Expressões que fazem parte do cotidiano dos estudantes levantam debates sobre linguagem, escrita e adaptação da Língua Portuguesa aos novos tempos
“Não tankei”, “isso foi muito gag”, “fulano tá delulu”. Quem convive com adolescentes ou jovens da Geração Z provavelmente já ouviu expressões como essas nos corredores das escolas, nas redes sociais ou em conversas do dia a dia. Impulsionadas pela internet, pelas plataformas de vídeo, pelos jogos online e pelos aplicativos de mensagens, as novas gírias têm alterado a forma como os jovens se comunicam, e também provocado discussões sobre os impactos desse movimento na Língua Portuguesa.
No Bernoulli Educação, o tema tem despertado atenção dentro e fora da sala de aula. Para a professora de Redação e Língua Portuguesa Sidinéia Azevedo, as novas expressões representam um fenômeno natural da língua, mas exigem atenção quando ultrapassam os limites da informalidade.
“As gírias fazem parte da identidade e do pertencimento dos jovens. A língua acompanha os movimentos culturais e sociais. O desafio é compreender que existem contextos diferentes de comunicação”, afirma.
Termos como “tankar”, por exemplo, surgiram no universo dos jogos online antes de ganharem espaço no cotidiano. Hoje, a palavra é usada para indicar que alguém conseguiu ou não suportar determinada situação. Já “delulu”, derivada da palavra inglesa “delusional”, costuma aparecer para descrever comportamentos considerados fantasiosos ou expectativas irreais. Enquanto isso, “gag” virou reação para momentos inesperados ou chocantes.
Segundo Sidinéia, o avanço dessas expressões revela mudanças no vocabulário e também na velocidade da comunicação. “As redes sociais aceleram a circulação das palavras. Uma expressão criada em um vídeo pode ganhar o país inteiro em poucos dias”, observa.
Regras
Ao mesmo tempo em que aproximam grupos e fortalecem referências culturais entre os jovens, as gírias também começam a aparecer em situações que exigem linguagem formal. Professores relatam, cada vez mais, a presença de termos típicos da internet em redações escolares, trabalhos acadêmicos e até em e-mails.

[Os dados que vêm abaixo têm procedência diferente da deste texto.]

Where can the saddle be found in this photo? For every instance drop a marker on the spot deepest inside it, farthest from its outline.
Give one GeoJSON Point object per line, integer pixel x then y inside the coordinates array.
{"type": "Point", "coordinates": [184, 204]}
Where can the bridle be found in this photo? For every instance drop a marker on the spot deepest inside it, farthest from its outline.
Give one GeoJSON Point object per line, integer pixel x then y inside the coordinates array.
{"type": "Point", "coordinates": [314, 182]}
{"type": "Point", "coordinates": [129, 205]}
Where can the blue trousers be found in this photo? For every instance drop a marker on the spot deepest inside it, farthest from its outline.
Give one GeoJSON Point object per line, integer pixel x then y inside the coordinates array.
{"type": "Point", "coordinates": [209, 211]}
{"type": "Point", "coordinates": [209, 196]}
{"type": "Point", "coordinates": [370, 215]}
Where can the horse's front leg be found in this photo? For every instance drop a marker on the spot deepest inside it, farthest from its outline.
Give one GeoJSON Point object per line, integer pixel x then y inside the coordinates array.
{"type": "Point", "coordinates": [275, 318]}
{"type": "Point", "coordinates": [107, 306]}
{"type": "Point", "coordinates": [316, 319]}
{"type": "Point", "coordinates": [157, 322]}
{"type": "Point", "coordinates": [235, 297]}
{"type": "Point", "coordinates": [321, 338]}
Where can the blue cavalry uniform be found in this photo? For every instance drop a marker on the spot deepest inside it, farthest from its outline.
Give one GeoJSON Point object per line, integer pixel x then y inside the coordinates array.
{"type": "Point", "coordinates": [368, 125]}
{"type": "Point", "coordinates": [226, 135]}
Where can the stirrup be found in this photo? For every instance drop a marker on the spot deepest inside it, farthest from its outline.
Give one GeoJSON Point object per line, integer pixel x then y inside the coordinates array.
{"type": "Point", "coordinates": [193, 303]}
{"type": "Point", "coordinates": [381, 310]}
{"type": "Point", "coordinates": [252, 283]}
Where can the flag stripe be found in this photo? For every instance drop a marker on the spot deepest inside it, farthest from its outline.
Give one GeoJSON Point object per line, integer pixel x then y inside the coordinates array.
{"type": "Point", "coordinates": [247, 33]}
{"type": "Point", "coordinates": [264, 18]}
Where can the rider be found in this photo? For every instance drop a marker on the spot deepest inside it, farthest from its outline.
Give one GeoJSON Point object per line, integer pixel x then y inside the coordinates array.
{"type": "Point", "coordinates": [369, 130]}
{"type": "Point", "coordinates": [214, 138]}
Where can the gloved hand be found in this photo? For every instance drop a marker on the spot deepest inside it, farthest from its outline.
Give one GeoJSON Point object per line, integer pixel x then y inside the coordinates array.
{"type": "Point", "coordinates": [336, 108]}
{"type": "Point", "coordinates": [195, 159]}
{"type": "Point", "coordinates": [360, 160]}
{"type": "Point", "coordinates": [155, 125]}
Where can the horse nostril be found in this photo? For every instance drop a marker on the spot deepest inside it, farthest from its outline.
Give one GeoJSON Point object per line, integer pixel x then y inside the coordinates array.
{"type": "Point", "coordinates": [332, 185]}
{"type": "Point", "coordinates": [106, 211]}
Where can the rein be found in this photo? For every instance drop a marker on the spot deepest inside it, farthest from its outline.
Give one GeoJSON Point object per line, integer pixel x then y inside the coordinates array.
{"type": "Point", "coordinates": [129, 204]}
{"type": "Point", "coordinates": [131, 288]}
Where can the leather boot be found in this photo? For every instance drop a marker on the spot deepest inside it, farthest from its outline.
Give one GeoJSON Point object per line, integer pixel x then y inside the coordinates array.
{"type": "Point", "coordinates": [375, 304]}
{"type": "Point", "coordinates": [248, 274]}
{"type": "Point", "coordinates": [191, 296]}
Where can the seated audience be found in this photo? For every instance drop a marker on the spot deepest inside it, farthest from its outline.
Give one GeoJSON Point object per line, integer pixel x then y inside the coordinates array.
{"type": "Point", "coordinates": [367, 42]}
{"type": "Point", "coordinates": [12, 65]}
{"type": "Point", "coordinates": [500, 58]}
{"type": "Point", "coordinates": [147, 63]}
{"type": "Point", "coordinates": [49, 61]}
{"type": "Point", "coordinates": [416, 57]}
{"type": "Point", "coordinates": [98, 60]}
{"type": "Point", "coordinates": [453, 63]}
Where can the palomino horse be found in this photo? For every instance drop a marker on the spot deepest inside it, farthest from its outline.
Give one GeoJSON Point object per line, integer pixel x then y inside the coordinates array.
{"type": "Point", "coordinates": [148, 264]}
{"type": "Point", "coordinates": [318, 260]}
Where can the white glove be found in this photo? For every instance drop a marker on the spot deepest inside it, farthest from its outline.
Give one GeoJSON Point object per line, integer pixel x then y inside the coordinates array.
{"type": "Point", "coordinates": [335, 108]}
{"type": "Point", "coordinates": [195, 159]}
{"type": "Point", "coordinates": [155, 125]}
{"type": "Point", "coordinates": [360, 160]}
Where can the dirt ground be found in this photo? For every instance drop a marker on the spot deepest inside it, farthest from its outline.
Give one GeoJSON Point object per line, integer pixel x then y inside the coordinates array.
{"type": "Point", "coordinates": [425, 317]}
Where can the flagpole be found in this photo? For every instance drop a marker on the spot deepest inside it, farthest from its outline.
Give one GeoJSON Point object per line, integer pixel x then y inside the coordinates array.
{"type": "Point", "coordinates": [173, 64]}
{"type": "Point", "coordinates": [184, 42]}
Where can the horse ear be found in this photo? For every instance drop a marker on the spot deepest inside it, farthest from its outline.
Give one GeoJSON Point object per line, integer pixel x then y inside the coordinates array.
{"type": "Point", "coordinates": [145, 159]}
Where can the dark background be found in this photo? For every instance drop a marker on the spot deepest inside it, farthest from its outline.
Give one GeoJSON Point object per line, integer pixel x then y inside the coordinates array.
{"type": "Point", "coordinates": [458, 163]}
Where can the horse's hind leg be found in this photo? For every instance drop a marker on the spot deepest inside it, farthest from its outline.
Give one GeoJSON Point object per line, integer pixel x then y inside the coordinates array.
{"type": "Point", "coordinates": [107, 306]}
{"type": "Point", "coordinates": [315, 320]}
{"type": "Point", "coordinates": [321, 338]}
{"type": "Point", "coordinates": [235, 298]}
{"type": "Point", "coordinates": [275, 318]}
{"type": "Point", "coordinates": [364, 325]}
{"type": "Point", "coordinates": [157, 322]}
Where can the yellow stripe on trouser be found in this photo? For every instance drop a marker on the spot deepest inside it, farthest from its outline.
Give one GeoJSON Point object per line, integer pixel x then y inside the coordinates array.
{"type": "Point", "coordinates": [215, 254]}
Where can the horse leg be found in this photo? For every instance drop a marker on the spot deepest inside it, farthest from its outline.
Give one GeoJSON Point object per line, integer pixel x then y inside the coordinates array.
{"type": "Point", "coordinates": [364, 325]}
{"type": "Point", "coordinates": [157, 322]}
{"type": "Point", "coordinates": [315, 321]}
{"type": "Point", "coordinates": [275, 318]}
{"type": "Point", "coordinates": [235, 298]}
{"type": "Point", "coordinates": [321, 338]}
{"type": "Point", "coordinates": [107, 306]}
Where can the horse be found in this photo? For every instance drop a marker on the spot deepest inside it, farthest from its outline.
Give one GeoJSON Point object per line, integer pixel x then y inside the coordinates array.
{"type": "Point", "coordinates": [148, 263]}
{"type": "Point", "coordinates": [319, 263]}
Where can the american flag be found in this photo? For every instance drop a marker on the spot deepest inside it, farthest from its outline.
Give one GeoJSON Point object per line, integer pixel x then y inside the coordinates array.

“A oralidade e a escrita têm funções diferentes. O estudante precisa entender que pode usar determinadas expressões em conversas informais, mas que a escrita acadêmica exige clareza e adequação”, explica Sidinéia. Para ela, o caminho não é combater as gírias, mas ensinar equilíbrio linguístico. “A escola não deve tratar essas expressões como inimigas da língua. O papel da educação é mostrar ao aluno que ele pode transitar entre diferentes formas de comunicação”.
Regionalismo
A discussão também reforça outro aspecto da Língua Portuguesa: sua diversidade cultural e regional. Assim como as gírias digitais se transformam rapidamente, palavras tradicionais variam de acordo com cada região do país. “Essa diversidade mostra como a língua é viva. As palavras carregam identidade, cultura e história”, destaca a professora.
Em meio às mudanças trazidas pela comunicação digital, especialistas defendem que compreender os diferentes usos da língua se tornou uma habilidade essencial. Entre memes, abreviações e novas gírias, a Língua Portuguesa segue se reinventando, agora também no ritmo das telas e dos algoritmos.